Au revoir. Amitiés. Je t'embrasse. Bien des choses à tout le monde.
À sa mère. Jouy-en-Josas.
Chère mère,
Je vous envoie seulement un mot.
Je suis pour trois jours chez les Canrobert; on ne peut pas donner l'idée de leur amabilité. La Maréchale a arrangé elle-même les couvertures de mon lit,--ce sont des gens adorables. Et la campagne est très jolie, tout près de Versailles.
Arrangez les affaires.
Je vous embrasse.
À Mademoiselle Canrobert. Samedi, 21 juillet 1883.
Chère Claire.
Un orage et de la pluie.
Le tableau renversé est crevé, mais ce n'est pas irréparable. Au fond, je suis ravie; cela est arrivé vers quatre heures et à ce moment là même je venais d'être _saisie_ d'une idée de composition en terre... C'est une inspiration du ciel et qui me plonge dans un sentiment de bonheur inexprimable. Je suis absolument heureuse pendant deux heures. L'amour heureux doit produire une impression pareille. Je prends à peine le temps de faire un croquis au crayon et me jette sur la terre glaise. Il ne faut ni chercher ni réfléchir, les doigts exécutent un travail _prescrit_ avec une précision mécanique. J'ai _vu_ et j'exécute.
Comme il est possible que ce moment-là ait une influence sur ma vie, je vais vous en donner le détail. D'abord j'ai dessiné très vite un croquis indéchiffrable et qui ne rendait pas l'impression; au lieu de chercher autre chose, ce qui est toujours du temps perdu, je me suis mise à lire Jeanne d'Arc et c'est sur la couverture de ce livre que j'ai fait en une seconde la composition, à laquelle rien ne serait changé en principe. Ça descend comme un ouragan.... (c'est un bas-relief). Les personnages du premier plan en ronde bosse;--c'est un tableau en relief, et le dernier plan est à peine dessiné. Ce sera très grand, grandeur nature, 17 ou 18 figures. C'est une dégringolade furieuse, une invasion, un ouragan de jeunesse. Ça arrive sur vous comme un tourbillon. Le Printemps est un jeune dieu qui se précipite en avant, suivi d'une foule de jeunes filles et de jeunes gens; ils volent presque. Ça commence dans le fond à gauche et arrive en descendant sur le devant à droite où se trouve le Printemps; à ses pieds, des enfants se dépêchent de cueillir des fleurs; à sa gauche, une jeune fille court et tâche de le regarder en face; derrière lui, un jeune homme et une jeune femme, appuyés l'un sur l'autre, s'entrevoient de face; renversée un peu, la figure de la jeune femme est presque cachée; derrière elle une jeune fille se baisse pour en réveiller une très jeune, qui se frotte les yeux; des jeunes garçons, les bras en l'air, chantent et rient et, dans le fond, des femmes rient au nez d'un vieillard assis et ratatiné au pied d'un arbre; un Amour perché sur cet arbre lui chatouille l'épaule avec une branche.
À sa mère.
Paris, rue Ampère, 30.
Chère maman,
Achetez pour moi une histoire complète de la Russie, depuis les temps les plus reculés, et en outre un ouvrage sur les costumes, l'architecture et les meubles anciens russes, les usages, etc. Que je puisse trouver là tous les renseignements imaginables. Et si vous restez trop longtemps à Pétersbourg, envoyez-moi ça. Et n'oubliez pas, chère mère, tout ce que j'ai écrit dans les lettres précédentes.
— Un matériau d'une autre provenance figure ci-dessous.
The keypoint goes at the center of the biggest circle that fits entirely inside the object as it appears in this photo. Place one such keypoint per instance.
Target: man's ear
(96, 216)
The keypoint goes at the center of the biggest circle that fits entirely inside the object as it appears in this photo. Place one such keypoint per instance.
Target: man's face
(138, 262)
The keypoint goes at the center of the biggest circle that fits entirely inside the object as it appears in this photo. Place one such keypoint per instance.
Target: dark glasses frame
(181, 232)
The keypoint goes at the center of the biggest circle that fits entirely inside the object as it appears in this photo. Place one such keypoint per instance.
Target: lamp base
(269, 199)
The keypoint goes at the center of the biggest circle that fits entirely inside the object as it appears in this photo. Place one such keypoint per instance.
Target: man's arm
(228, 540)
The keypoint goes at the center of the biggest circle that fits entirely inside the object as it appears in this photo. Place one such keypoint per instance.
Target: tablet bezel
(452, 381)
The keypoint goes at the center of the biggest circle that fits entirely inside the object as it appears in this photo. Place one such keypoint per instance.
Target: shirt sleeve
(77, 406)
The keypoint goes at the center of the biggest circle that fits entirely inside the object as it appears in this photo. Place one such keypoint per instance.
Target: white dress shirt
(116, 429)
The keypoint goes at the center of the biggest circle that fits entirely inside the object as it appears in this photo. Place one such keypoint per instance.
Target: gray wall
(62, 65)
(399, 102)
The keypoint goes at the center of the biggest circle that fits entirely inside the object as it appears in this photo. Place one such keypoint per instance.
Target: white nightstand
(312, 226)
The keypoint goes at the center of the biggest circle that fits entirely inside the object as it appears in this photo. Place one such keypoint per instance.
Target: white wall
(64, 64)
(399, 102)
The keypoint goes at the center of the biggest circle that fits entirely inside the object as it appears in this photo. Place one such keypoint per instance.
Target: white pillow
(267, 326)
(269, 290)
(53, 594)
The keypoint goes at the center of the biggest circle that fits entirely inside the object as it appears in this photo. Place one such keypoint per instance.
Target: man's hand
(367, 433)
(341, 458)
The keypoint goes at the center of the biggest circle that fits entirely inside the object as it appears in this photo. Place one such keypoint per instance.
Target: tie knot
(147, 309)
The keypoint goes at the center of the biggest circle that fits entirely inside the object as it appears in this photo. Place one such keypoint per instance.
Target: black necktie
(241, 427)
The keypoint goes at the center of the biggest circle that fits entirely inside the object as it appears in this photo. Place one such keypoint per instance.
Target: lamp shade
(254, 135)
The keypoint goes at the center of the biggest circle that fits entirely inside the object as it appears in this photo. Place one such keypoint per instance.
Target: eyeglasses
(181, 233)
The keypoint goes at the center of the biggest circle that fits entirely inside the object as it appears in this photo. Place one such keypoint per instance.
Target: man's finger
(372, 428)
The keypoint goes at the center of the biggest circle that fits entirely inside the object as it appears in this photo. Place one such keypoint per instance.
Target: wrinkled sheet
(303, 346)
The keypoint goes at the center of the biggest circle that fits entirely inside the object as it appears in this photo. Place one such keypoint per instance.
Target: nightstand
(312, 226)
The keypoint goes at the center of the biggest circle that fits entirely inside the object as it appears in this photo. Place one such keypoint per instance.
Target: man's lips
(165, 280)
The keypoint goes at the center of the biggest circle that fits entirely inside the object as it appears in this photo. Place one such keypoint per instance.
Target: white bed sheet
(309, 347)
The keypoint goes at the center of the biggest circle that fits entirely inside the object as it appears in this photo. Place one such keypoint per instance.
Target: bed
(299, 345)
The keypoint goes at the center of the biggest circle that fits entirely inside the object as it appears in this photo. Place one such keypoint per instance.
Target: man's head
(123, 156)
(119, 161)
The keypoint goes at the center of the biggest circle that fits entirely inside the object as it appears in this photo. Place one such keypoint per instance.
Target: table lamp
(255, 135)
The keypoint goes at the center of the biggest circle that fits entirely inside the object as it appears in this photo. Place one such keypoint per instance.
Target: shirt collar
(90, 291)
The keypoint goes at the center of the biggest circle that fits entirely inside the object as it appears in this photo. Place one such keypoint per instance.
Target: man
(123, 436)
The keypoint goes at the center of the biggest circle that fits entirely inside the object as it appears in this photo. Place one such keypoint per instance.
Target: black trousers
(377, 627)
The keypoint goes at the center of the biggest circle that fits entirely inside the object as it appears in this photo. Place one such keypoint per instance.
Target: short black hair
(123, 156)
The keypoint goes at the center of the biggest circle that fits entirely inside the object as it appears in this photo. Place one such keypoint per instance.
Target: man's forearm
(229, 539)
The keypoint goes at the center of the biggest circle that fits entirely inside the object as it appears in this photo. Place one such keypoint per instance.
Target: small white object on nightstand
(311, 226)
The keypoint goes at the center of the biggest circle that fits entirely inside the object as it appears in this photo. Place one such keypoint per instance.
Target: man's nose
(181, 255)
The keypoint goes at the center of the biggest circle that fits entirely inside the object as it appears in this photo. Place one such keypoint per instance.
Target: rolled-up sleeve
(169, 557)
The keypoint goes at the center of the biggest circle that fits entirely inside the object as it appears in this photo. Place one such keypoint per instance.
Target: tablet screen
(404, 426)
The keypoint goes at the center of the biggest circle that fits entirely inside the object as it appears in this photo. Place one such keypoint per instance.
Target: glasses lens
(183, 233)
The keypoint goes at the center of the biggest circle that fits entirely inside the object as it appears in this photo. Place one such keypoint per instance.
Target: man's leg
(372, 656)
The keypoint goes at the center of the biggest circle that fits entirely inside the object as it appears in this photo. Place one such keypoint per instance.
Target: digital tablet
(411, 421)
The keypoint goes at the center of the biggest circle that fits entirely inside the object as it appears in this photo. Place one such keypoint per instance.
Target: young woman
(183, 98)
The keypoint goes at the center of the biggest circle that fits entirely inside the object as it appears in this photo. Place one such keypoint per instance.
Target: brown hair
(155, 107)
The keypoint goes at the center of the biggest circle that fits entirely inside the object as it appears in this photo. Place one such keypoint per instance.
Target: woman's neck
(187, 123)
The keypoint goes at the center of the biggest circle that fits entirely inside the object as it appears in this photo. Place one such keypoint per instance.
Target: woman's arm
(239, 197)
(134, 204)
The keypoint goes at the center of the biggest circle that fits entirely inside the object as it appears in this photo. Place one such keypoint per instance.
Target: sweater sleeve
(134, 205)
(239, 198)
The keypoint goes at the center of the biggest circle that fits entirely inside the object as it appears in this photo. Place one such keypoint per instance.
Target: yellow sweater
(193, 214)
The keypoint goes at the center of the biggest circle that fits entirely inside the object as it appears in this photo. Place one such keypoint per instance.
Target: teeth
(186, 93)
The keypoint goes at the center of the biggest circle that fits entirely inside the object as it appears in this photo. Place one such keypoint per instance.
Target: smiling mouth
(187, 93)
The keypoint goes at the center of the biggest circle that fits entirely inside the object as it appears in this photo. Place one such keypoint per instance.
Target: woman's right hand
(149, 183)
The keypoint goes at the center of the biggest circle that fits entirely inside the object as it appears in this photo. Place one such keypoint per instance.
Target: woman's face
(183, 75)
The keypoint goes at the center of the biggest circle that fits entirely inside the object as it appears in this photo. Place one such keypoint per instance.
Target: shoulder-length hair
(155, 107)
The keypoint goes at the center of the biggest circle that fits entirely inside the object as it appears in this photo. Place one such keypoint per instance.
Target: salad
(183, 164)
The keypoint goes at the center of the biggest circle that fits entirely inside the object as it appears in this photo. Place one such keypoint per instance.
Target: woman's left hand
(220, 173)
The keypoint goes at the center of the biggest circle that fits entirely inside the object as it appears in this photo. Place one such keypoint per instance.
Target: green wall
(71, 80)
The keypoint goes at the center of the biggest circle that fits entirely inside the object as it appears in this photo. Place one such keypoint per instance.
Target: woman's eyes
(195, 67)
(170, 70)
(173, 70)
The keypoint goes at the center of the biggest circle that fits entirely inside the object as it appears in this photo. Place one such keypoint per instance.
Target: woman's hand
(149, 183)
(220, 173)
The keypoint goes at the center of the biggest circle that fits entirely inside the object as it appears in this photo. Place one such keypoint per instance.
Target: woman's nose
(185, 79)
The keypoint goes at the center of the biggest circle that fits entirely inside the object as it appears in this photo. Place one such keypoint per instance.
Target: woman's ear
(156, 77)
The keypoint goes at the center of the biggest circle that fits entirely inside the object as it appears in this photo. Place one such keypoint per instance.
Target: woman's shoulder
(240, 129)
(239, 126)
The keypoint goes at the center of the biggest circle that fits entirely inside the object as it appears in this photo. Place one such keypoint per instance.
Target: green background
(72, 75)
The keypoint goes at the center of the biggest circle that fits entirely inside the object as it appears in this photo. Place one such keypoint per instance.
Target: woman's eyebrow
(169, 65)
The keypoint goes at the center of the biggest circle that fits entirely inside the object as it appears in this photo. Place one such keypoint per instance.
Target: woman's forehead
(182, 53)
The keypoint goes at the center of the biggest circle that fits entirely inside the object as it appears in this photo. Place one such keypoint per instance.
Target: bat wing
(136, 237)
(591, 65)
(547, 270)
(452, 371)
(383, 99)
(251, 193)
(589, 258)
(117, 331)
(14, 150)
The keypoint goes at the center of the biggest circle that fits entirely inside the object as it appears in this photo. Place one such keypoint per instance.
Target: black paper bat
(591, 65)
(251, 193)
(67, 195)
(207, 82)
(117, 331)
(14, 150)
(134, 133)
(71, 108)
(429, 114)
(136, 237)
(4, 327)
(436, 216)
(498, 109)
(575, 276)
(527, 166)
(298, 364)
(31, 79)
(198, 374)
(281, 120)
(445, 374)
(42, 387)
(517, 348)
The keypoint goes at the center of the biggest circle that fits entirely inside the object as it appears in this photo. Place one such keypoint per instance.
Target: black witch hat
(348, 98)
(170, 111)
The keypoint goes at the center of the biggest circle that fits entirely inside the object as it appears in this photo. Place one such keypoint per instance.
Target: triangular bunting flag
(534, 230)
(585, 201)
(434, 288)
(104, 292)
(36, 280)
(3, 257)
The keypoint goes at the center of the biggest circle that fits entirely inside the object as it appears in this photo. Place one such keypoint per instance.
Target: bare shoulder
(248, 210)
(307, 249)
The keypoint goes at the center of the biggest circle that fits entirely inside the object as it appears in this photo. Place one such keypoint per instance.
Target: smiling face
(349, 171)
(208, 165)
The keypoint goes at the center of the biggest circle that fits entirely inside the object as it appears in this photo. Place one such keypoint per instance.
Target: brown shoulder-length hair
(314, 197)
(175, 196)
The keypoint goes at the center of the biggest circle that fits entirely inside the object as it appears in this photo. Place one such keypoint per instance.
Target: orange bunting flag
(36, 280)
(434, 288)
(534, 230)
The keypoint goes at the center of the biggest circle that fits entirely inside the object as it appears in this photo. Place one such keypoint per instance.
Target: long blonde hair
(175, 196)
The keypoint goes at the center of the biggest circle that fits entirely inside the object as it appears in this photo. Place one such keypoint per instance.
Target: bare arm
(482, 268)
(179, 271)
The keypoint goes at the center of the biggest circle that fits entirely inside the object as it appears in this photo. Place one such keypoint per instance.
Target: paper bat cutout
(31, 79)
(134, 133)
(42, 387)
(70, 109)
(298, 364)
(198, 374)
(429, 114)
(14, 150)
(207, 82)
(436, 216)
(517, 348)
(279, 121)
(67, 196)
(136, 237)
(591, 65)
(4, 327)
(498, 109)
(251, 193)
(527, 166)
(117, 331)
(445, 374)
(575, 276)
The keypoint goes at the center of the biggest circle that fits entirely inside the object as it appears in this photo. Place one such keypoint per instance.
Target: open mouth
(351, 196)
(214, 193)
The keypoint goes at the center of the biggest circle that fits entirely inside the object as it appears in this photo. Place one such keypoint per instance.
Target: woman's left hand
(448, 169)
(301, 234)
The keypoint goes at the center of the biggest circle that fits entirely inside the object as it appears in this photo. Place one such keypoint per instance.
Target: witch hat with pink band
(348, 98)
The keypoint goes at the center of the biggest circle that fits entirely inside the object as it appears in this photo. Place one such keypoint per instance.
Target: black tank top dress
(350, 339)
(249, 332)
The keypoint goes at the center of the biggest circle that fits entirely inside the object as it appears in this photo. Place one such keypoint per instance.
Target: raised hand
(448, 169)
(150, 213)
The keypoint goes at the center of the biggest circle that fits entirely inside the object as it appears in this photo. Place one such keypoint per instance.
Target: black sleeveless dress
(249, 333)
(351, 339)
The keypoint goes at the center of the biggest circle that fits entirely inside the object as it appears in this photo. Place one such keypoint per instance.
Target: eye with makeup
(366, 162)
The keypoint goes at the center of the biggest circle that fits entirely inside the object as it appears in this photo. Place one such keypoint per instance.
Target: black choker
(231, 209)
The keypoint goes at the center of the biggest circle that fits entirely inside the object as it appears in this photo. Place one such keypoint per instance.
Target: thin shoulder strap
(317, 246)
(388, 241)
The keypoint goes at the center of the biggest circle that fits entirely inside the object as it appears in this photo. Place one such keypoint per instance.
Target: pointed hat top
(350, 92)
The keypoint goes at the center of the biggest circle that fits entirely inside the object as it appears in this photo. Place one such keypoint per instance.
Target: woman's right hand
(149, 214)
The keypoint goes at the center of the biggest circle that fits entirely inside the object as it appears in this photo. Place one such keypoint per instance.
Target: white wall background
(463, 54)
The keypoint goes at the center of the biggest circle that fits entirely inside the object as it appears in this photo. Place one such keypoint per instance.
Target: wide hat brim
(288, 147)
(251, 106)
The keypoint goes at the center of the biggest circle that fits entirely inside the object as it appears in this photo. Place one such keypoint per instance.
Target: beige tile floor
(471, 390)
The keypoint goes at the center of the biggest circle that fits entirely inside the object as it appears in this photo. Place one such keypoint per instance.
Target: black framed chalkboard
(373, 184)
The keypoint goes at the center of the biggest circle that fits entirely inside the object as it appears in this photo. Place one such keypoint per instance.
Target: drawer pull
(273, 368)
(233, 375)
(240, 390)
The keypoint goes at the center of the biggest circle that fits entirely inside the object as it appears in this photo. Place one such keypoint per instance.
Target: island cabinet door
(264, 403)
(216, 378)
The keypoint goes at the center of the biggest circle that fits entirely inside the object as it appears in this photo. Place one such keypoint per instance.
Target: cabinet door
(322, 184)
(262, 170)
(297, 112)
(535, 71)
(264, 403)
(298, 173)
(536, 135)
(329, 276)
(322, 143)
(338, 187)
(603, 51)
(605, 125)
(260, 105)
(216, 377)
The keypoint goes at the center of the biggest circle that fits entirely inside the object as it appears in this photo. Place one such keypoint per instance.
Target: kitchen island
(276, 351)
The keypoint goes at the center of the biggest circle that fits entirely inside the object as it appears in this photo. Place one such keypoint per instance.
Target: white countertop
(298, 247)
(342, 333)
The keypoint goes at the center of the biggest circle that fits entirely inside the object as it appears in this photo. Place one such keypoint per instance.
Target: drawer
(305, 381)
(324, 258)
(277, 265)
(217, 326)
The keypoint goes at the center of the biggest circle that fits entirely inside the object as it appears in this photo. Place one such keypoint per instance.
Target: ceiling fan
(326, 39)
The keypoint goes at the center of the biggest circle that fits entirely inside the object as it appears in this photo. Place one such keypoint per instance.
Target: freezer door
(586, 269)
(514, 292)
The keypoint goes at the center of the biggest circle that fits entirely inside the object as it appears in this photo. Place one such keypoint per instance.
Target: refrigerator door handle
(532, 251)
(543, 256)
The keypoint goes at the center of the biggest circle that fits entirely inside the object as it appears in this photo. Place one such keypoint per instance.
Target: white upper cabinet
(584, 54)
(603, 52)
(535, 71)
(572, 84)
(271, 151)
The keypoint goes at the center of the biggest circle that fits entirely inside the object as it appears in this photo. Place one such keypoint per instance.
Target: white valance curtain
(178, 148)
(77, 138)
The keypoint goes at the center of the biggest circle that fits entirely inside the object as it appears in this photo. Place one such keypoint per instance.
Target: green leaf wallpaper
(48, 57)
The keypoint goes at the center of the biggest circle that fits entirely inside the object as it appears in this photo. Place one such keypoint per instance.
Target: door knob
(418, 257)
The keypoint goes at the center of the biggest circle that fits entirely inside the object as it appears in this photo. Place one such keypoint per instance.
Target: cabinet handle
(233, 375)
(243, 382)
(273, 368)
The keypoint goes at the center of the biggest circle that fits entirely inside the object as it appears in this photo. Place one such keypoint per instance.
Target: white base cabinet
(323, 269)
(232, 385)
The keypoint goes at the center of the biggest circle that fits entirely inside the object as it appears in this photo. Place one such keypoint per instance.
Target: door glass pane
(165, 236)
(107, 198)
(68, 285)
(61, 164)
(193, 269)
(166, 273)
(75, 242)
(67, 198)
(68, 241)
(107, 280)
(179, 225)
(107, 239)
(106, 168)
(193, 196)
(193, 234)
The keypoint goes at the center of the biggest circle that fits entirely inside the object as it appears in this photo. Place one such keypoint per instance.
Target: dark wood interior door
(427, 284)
_P. S._--Il faut une histoire de la Russie avec toutes les légendes des temps anciens. N'achetez pas l'histoire de Solovieff en un volume, car je l'ai déjà.
Je vous embrasse
Écrivez une lettre à la maréchale.
1884
À M. B...
Mon cher B...,
Puisque l'usage veut que je vous adresse quelques paroles qui ne feront que vous ennuyer, les voici. Mais ne vous aurais-je rien écrit que vous n'en seriez pas moins convaincu de la profonde sympathie que vous trouverez toujours chez nous et chez moi à l'occasion de tout événement heureux ou malheureux dans votre famille.
Votre pauvre père souffrait beaucoup et sa maladie était incurable; que cela vous soit une consolation s'il peut y en avoir. Soyons tous courageux, la vie est un tissu de misères, je le dis aussi sérieusement que je l'ai dit dans les moments gais.
Embrassez pour nous toutes votre chère mère; une poignée de main à Alexis, et croyez-moi bien votre amie.
_P. S._--Donnez des nouvelles de tout.
À Mademoiselle C***.
Chère Claire,
J'ai trouvé mon tableau, seulement... c'est-à-dire voici, c'est tout à fait _convenable_ et je crois que c'est intéressant, seulement... n'en parlez pas et ne me _demandez pas ce que c'est_. Je travaille dans un coin désert à Saint-Cloud et personne au monde ne doit rien voir. C'est d'abord parce que... à cause du mauvais œil.
Et ensuite parce que le grand Bastien-Lepage m'a dit que si pour travailler je ne m'isole pas comme une cholérique, je ne ferai jamais le _maximum_.
Vous savez que tout en ce grand homme je le vénère.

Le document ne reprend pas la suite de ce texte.